Not hijacked at all. Please do update me with your thoughts. 

Here is some photos of my 9g tank that I didn't mention about. It's gonna be for shrimps. 

















I will start a new journal when I get more stuff in. They are in the mail right now.


----------



## dunehole (Sep 13, 2011)

That looks like fun to me. I hope I can find tanks at the price you are once I get relocated. 
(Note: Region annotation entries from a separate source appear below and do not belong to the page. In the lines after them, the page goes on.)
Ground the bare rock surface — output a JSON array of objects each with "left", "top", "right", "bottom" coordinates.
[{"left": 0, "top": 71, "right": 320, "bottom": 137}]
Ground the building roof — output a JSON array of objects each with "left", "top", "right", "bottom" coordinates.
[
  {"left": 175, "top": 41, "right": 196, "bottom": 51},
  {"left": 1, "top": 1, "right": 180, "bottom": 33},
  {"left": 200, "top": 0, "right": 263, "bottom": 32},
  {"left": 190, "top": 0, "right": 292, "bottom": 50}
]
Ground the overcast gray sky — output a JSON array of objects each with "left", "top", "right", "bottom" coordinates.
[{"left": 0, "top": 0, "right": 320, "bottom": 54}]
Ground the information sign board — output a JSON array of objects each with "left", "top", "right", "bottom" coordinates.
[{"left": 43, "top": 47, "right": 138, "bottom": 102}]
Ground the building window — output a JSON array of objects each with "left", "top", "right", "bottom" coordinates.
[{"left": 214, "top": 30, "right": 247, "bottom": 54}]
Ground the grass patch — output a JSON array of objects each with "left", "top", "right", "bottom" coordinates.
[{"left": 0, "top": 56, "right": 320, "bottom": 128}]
Looking forward to your up-coming journals. And I'll keep you updated on my 17g.


----------



## Higher Thinking (Mar 16, 2011)

I have an Odyssea 48" that works well. I have managed to suspend it although it is not aesthetically pleasing as units that are meant to be hung. A thing to keep in mind though is that there is no warranty for Odyssea products but the Coralifes that are sold on E-bay come with a 5 year warranty on ballasts.


----------



## dunehole (Sep 13, 2011)

Higher Thinking said:


> I have an Odyssea 48" that works well. I have managed to suspend it although it is not aesthetically pleasing as units that are meant to be hung. A thing to keep in mind though is that there is no warranty for Odyssea products but the Coralifes that are sold on E-bay come with a 5 year warranty on ballasts.


Thanks for the info. Do you have a pic of how you hung it? Did you just drill holes in the top?


----------



## KenRC51 (Oct 13, 2011)

Higher Thinking said:


> I have an Odyssea 48" that works well. I have managed to suspend it although it is not aesthetically pleasing as units that are meant to be hung. A thing to keep in mind though is that there is no warranty for Odyssea products but the Coralifes that are sold on E-bay come with a 5 year warranty on ballasts.
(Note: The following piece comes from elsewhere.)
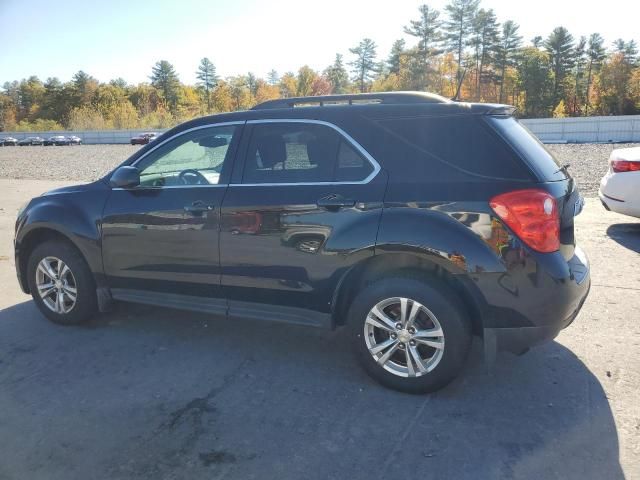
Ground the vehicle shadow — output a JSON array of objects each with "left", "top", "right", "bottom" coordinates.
[
  {"left": 0, "top": 302, "right": 624, "bottom": 479},
  {"left": 607, "top": 223, "right": 640, "bottom": 253}
]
I'm so glad to hear that your Odyssea is working well. Still waiting on mine to come in the mail.


----------



## Higher Thinking (Mar 16, 2011)

dunehole said:


> Thanks for the info. Do you have a pic of how you hung it? Did you just drill holes in the top?


Check out this thread I made:
http://www.plantedtank.net/forums/diy/143891-using-emt-piping-suspending-light.html


----------



## dunehole (Sep 13, 2011)

Perfect, thanks higher.


----------



## KenRC51 (Oct 13, 2011)

Alrite, I got some more stuff and gonna start the tank running tomorrow morning. Gonna take some photos right now and post it.


----------



## KenRC51 (Oct 13, 2011)

The lights are not for this 9g tank. It's gonna be for my 17g, still waiting for the fish store to get it in. 









How should I layout these rocks?



























LED moon light











































































































The top plug is for the LED moon lights.

So far I am happy with the lights. Everything works and lights are really bright. The fixture is pretty sturdy and build quality is OK, what can you except for a $65 light. In fact, if it was priced for $100 I wouldn't mind paying for it...its worth it to me. 

Dunehole, I don't see mounting brackets so the best way to mount is it probably what the other guys posted the link to.


----------



## dunehole (Sep 13, 2011)

Yeah, I am studying your pics and I dont see any other way to do it. Unless I drilled through the center, messing up the reflector, and put in some hanging wire...


----------